Secondo la “Vita Sancti Paterniani” del codice Nonantolano (manoscritto del XII secolo conservato presso l’archivio del Capitolo), il Santo morì in questo luogo (360 circa) dopo aver retto la chiesa fanese per quarantadue anni.

Successivamente sul suo sepolcro si edificò una basilica più volte ricostruita e all’ottavo secolo risalirebbe la fondazione dell’abbazia benedettina.

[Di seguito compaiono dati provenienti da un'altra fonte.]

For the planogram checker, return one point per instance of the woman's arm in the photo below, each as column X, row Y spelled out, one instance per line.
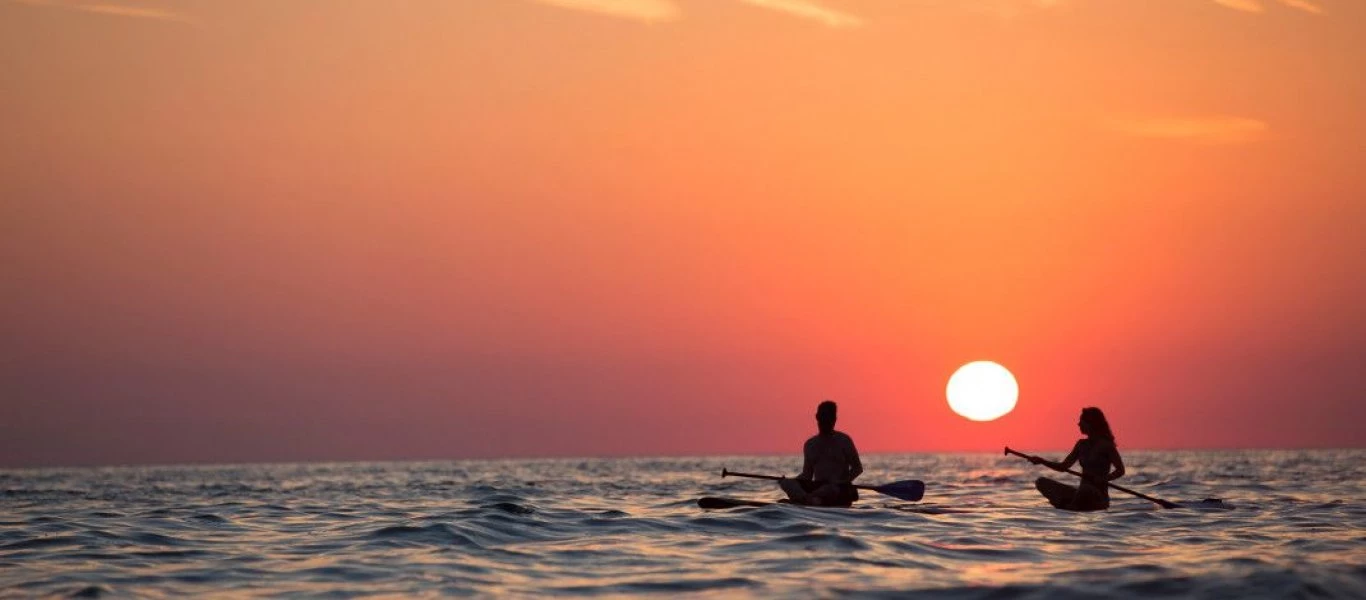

Nel 1479 il monastero passò ai Canonici Regolari di San Salvatore, i quali già dal terzo decennio del ‘500 avviarono sull’area della chiesa di San Nicolò e di alcune abitazioni i lavori dell’attuale complesso conventuale, (per i quali i documenti d’archivio ricordano Magister Stefanus Martini e Magister Petrus Antonii di Como).

Nel 1551 fu traslato il corpo di San Paterniano dalla chiesa extraurbana alla cappella dedicata al Santo, posta in fondo alla navata laterale destra, mentre nel 1558 si celebrò la consacrazione della chiesa. L’esterno dell’edificio non venne mai ultimato con il rivestimento in pietra e ad ornamento della facciata fu eseguito solo il bel portale di derivazione michelangiolesca del veneziano Jacopo Bambagiani (1573).

I Canonici Regolari di San Salvatore tennero il monastero fino al 1860 e solo in questo secolo è passato ai padri Cappuccini.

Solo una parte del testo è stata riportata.